Les journées de Denis sont longues mais peut compter sur le soutien de sa petite amie. « J’ai de la chance qu’elle respecte mon travail. Beaucoup de chauffeurs connaissent des problèmes parce qu’ils ne sont presque jamais à la maison. Et une fois à la maison, ils sont souvent épuisés. Mais ma copine se lève toutes les nuits en même temps que moi. Elle sort le chien et fait mon sac à dos. J’ai une bonne épouse. Pas facile à trouver aujourd’hui. » (rires)
Aux Jeux paralympiques de 2014 à Sotchi, Denis a décroché le titre de champion d’Europe de snowboard cross. Il se souvient avec fierté de sa performance de l’époque et puise sa force dans les rencontres qu’il a eues avec d’autres athlètes : d’anciens soldats, des personnes qui ont eu un cancer des os ou des hommes victimes d’un accident comme lui. « L’accident m’a apporté la chance de pouvoir y aller », se remémore Denis. « J’ai dû investir beaucoup d’argent moi-même. Mais vous recevez beaucoup en retour, en termes d’expérience et de leçons de vie. »

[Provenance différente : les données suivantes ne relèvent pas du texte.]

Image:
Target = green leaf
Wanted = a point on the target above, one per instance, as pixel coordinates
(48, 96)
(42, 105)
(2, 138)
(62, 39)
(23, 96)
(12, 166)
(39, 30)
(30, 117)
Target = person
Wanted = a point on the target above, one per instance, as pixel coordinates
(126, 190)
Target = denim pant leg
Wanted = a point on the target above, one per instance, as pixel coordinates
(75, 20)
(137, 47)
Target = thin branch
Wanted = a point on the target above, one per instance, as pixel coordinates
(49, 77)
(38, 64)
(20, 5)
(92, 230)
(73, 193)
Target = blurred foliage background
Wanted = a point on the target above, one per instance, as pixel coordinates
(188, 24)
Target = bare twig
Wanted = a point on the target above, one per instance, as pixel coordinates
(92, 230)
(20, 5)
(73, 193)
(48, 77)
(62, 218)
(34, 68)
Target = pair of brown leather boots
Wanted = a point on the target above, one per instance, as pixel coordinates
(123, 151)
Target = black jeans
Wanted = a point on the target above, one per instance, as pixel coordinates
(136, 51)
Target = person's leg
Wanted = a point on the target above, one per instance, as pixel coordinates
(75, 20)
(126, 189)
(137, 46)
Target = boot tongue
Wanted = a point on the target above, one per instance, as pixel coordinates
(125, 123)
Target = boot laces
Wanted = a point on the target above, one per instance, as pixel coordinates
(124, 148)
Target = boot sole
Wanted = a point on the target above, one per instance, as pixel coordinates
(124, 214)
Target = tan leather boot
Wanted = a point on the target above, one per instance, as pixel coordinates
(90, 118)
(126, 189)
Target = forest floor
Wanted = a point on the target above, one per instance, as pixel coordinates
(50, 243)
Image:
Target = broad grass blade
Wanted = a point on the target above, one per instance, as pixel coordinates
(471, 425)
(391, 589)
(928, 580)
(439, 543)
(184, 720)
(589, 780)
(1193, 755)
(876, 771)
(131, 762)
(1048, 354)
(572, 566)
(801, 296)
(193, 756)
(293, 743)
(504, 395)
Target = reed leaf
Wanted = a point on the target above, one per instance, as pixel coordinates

Le lauréat sur les pistes peut désormais se targuer d’être le roi de la route. A moins que ce ne soit Basile ? Le soleil se lève lentement et le compagnon à quatre pattes regarde le paysage vallonné qui s’étend au-delà de la frontière française. Denis estime que le respect des chauffeurs s’est quelque peu perdu. « Les gens devraient prendre le volant d’un camion pendant au moins une journée. Pour se rendre compte des dangers. Et quand on freine, le camion ne s’arrête pas immédiatement. Donc, ne coupez pas la route à un camion pour absolument prendre une sortie. »
Un plaidoyer vibrant : laissez le poids lourd s’insérer sur l’autoroute, même si vous êtes pressé. « Vous perdrez peut-être quelques secondes, mais il vous suffira ensuite d’appuyer un peu sur l’accélérateur pour rattraper votre retard », dit Denis. Un geste courtois peut rendre notre homme complètement heureux.